Так чего же Элиза хочет: чтобы я вспомнил собственную горячую проповедь или чтобы осознал причину катастрофы? Она соскальзывает с дивана и шлепает по комнате в поисках сигарет.
– Итак, ты пришел сообщить мне, что больше не будешь со мной спать?
– Да.
– Ты хотел сказать мне это до постели или после?
– Я не шучу.
– Знаю. Прости.
Сигарета безжизненно повисает, пока Элиза подвязывает халат. На мгновение открывается темный набухший сосок. Не могу сказать, сердита она или разочарованна. Возможно, ей все равно.
– Ты проверишь мои документы на квартиру, когда они будут закончены?
– Конечно.
– А если мне снова надо будет, чтобы ты провел беседу?
– Я приду.
Она целует меня в щеку, и я ухожу. Я не хочу уходить. Мне нравится этот дом с выцветшими коврами, фарфоровыми куклами, маленьким камином и большой кроватью. Но мне кажется, я должен отсюда исчезнуть.
Мой дом погружен во тьму, только сквозь занавешенные окна гостиной на первом этаже пробивается свет. Внутри тепло. В передней только что догорел огонь. Я чувствую запах бездымного угля.
Последние красные угольки тлеют на решетке. Моя левая рука дрожит, когда я протягиваю ее к выключателю. Я вижу очертания человека, сидящего в кресле у окна. Руки опираются на широкие подлокотники. Черные ботинки стоят на блестящем деревянном полу.
– Надо поговорить. – Руиз даже не встает.
– Как вы сюда попали?
– Ваша жена разрешила мне подождать.
– Что я могу для вас сделать?
– Можете перестать выводить меня из себя. – Он наклоняется вперед, к свету. Его лицо посерело, и голос звучит устало. – Я спросил патологоанатома о хлороформе. В первый раз они не посмотрели. Когда у трупа столько ножевых ранений, больше ничего не исследуют. – Он поворачивается и смотрит на камин. – Откуда вы узнали?
– Не могу вам сказать.
– Не этот ответ я хотел бы услышать.
– Это был выстрел наудачу… предположение.
– Предположим, вы расскажете мне правду.
– Не могу.
Вот он и рассердился. С лица исчезло утомление – оно словно вырезано из металла.

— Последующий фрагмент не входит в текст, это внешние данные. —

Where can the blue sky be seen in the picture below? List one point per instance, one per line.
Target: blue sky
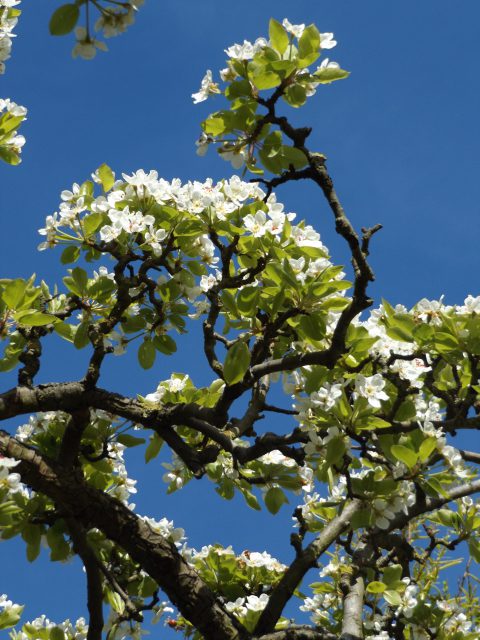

– Я старомодный детектив, профессор О'Лафлин. Я ходил в местную школу, а потом сразу поступил на службу. Я не оканчивал университета и мало читаю. Скажем, компьютеры – я ни фига в них не понимаю, но ценю то, сколь полезны они иногда бывают. То же и с психологами. – Он понижает голос. – Когда я начинаю расследование, мне всегда говорят, чего нельзя делать. Говорят, что мне нельзя тратить слишком много денег, нельзя прослушивать некоторые телефоны и обыскивать некоторые дома. Мне нельзя делать тысячи вещей – и это выводит меня из себя. Я вас уже дважды предупредил. Вы отказываетесь сообщить мне информацию, которая имеет отношение к моему расследованию, и все вот это, – он указывает на мою комнату, мой дом, мою жизнь, – я обрушу вам на голову.

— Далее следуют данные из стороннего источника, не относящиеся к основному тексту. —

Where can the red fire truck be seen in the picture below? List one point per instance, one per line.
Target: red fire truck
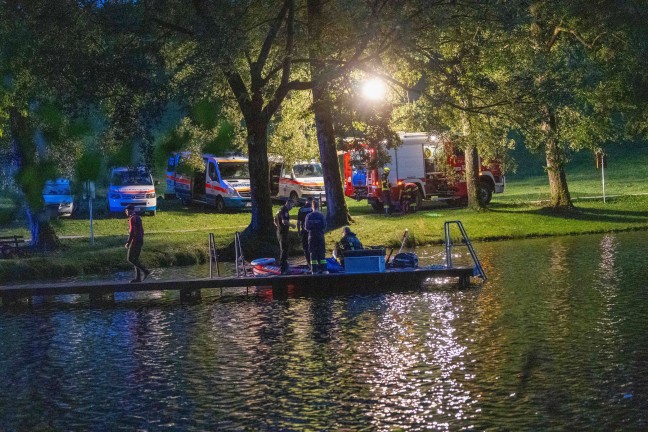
(418, 160)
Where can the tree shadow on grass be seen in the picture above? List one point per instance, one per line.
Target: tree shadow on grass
(579, 213)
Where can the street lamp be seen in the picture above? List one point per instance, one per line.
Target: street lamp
(374, 89)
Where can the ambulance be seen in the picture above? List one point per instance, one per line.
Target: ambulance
(222, 182)
(132, 186)
(297, 181)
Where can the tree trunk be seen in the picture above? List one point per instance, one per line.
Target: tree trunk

Я не могу придумать никакого сочувственного ответа, чтобы обезоружить его. Что мне ему сказать? У меня есть пациент по имени Бобби Моран, который, возможно, почти шизофреник, а возможно, и нет. Он избил женщину до потери сознания, потому что она была похожа на его мать, о чьей смерти он мечтает. Он составляет списки. Он слушает ветряные мельницы. Его одежда пахнет хлороформом. Он носит с собой кусочек бумаги, на котором сотни раз изображена цифра 21 – количество ножевых ранений, которые Кэтрин Макбрайд нанесла самой себе…
Что если сказать ему все это? Он, возможно, посмеется надо мной. Ничто конкретное не связывает Бобби и Кэтрин, но это я буду ответствен, если десятки детективов начнут ломиться к Бобби в дверь, копаться в его прошлом, наводить страх на его невесту и ее сына. Бобби поймет, что это я послал их. Он больше не будет мне доверять. Он больше не будет доверять ни одному психологу. Его подозрения оправдаются. Он пришел за помощью, а я предал его.

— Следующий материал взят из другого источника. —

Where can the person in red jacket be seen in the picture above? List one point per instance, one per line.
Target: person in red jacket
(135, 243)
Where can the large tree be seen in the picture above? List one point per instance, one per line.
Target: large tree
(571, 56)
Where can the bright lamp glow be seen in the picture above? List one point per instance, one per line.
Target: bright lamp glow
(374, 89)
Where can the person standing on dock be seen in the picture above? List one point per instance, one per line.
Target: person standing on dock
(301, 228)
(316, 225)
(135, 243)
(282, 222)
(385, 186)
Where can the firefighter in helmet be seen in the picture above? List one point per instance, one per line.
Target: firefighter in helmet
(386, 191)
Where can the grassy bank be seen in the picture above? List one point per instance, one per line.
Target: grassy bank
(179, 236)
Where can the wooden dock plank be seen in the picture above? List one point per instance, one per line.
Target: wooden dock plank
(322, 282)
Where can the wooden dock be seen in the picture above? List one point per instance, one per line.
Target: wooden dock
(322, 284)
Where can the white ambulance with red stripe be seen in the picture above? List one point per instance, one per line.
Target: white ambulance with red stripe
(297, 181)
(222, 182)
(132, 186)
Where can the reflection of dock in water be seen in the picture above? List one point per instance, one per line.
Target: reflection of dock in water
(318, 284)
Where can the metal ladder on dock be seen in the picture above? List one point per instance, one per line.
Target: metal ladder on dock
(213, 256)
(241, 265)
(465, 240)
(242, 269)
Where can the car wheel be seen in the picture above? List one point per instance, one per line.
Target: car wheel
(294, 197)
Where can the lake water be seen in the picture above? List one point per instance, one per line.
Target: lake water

Я знаю, что он опасен. Я знаю, что фантазии уводят его в какое-то страшное место. Но если он не будет ко мне приходить, я, возможно, никогда не смогу остановить его.
Горечь и враждебность висят в воздухе, как запах бездымного угля. Руиз надевает пальто и идет к входной двери. Моя левая рука дрожит. Сейчас или никогда. Решайся.
– Когда вы обыскивали комнату Кэтрин, вы нашли красное платье?